Q: My home is freezing at this time of year. Can you recommend any space heaters or heating devices?
A: It's hard to get into winter when you don't have a warm, welcoming pad to come home to. If you're hovering over your oven for heat, petrified of getting naked (brrr) or just a little nippier than you'd like to be, there are a million and one eco-wise ways to get toasty.
If you're renting or simply can't afford major furnace repairs, portable space heaters can seem like the only way to warm your home. Trouble is they'll run up your hydro bills and are pretty inefficient - two-thirds of the heating energy (i.e., electricity) is lost in transit to your room. Maybe that's why we couldn't find any Energy Star-certified models.
Space heaters powered by a combo of electricy and natural gas or kerosene emit carbon monoxide and sulfur dioxides either into your living room (if they're unvented) or into the great outdoors (if they're the vented type). Electric radiant heaters are supposed to be more energy-efficient, but they only warm the person they're pointed at, not the room. Canadian Tire sells a Black & Decker radiant heater for $59.99.

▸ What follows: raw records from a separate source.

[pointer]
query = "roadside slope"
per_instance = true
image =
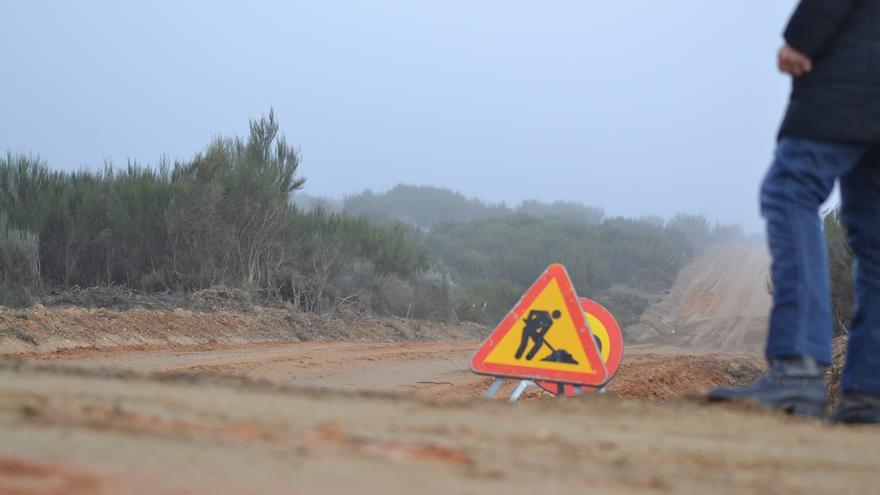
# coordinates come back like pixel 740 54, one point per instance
pixel 718 302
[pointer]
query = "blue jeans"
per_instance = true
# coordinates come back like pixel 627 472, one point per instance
pixel 799 181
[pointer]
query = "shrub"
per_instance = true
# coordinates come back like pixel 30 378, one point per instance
pixel 19 265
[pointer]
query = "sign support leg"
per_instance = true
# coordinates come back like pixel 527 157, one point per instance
pixel 520 389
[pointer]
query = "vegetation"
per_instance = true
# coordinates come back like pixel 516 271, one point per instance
pixel 425 206
pixel 228 217
pixel 841 270
pixel 497 259
pixel 222 218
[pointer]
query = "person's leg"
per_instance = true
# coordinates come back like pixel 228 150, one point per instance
pixel 799 342
pixel 799 181
pixel 860 212
pixel 523 343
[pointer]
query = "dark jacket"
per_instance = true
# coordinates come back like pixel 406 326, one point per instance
pixel 840 99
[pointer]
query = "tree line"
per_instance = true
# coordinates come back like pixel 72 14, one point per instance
pixel 226 218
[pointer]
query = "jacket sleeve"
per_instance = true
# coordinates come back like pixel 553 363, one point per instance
pixel 815 23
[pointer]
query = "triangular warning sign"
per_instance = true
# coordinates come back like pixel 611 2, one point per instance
pixel 545 337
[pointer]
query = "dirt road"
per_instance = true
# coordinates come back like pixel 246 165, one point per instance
pixel 425 369
pixel 83 431
pixel 252 401
pixel 718 302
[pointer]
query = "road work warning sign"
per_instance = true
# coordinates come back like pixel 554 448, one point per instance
pixel 545 337
pixel 609 339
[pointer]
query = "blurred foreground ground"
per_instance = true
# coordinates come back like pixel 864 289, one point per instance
pixel 268 400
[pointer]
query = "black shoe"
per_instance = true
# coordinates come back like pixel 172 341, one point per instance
pixel 857 409
pixel 796 386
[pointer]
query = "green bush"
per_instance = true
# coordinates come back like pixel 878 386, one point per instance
pixel 841 271
pixel 19 265
pixel 223 218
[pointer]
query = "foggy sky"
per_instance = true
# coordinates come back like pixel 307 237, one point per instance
pixel 638 107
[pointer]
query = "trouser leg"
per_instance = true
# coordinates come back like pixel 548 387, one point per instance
pixel 800 179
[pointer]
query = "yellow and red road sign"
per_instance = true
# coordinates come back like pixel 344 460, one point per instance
pixel 545 337
pixel 610 341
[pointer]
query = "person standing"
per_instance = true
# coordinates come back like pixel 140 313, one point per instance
pixel 831 131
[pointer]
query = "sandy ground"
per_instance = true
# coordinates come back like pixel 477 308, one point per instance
pixel 718 302
pixel 73 431
pixel 260 400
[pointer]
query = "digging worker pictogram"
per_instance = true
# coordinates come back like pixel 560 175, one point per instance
pixel 537 324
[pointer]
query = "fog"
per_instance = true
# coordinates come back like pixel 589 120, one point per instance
pixel 637 107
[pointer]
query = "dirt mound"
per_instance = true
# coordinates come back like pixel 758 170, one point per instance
pixel 718 302
pixel 42 329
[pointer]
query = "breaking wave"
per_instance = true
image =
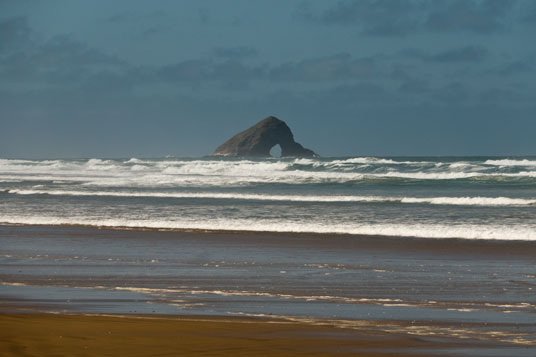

But all that hot air will just keep vanishing unless you address the source of temperature loss. It's extremely important to fill any and all holes and cracks around windows, doors, baseboards and light and plumbing fixtures with caulking or weatherstripping. If you have any radiators or south-facing windows, make sure they're clean, since dirt and dust absorb heat, robbing you of it!
Windows lose about 25 per cent of your home's heat. If you've weatherstripped all you can and they still sap warmth, you have a few options. Get cheapy insulating shrink wrap or invest in better windows. (Canadian Tire offers $19.99 energy conservation kits that come with window film, weatherstripping foam and sealing liquid - not particularly eco-friendly but helpful in this context). You can also buy insulating honeycomb or cellular curtains (double- or triple-celled models are best) at most blind stores. Higher-end honeycombs as well as super-insulating, airtight Window Quilts are available at Brading Specialty Shades (416-488-6600).
Furnace filters should be replaced every three months at the very least, though once a month is ideal. Dirt buildup here will mean your furnace can't do its job as well. If you're a homeowner and your furnace is more than 20 years old, it will actually save you money in the long run to buy a newer, more efficient model. If you can afford $10,000 to $20,000, consider a geothermal heat pump that warms your home by tapping into the earth's crust. Also, the Ontario government is offering consumers a sales tax rebate on the purchase of solar energy systems (call 1-888-668-4636 for details).
And while we're on the topic of pricey but worthwhile home renos, if you're in the market for new insulation, skip the old-school, greenhouse-gas-emitting stuff and go for blown-in cellulose made with recycled paper. If done right, it'll keep cold air at bay better than fibreglass and takes about a tenth of the energy to manufacture.
If you're lucky enough to roast your toes in front of a fireplace, we're envious, but only if you're managing your fire right. Burning wood emits carbon dioxide, carbon monoxide and other smog-forming pollutants, but you can reduce toxic smoke if split wood has been well "seasoned" or dried in the sun and cut to the correct length (see www. woodheat.org for details). But you'll only really cut back on emissions if you get an advanced combustion woodstove or fireplace that burns 90 per cent cleaner than older models and uses a third less wood. It even reburns smoke to create heat.
You can also fuel your fire with sustainably harvested firewood. Kitchen Table stores and Whole Foods on Avenue Road carry Forest Stewardship Council-certified wood (though as of yet there is no indication of this on the packaging). Or pick up some Java Logs made of recycled coffee grounds, wood and vegetable by-products (from $3.49 at Whole Foods, Loblaws and Home Depot). They emit about 14 per cent less carbon dioxide and 85 per cent less carbon monoxide than firewood.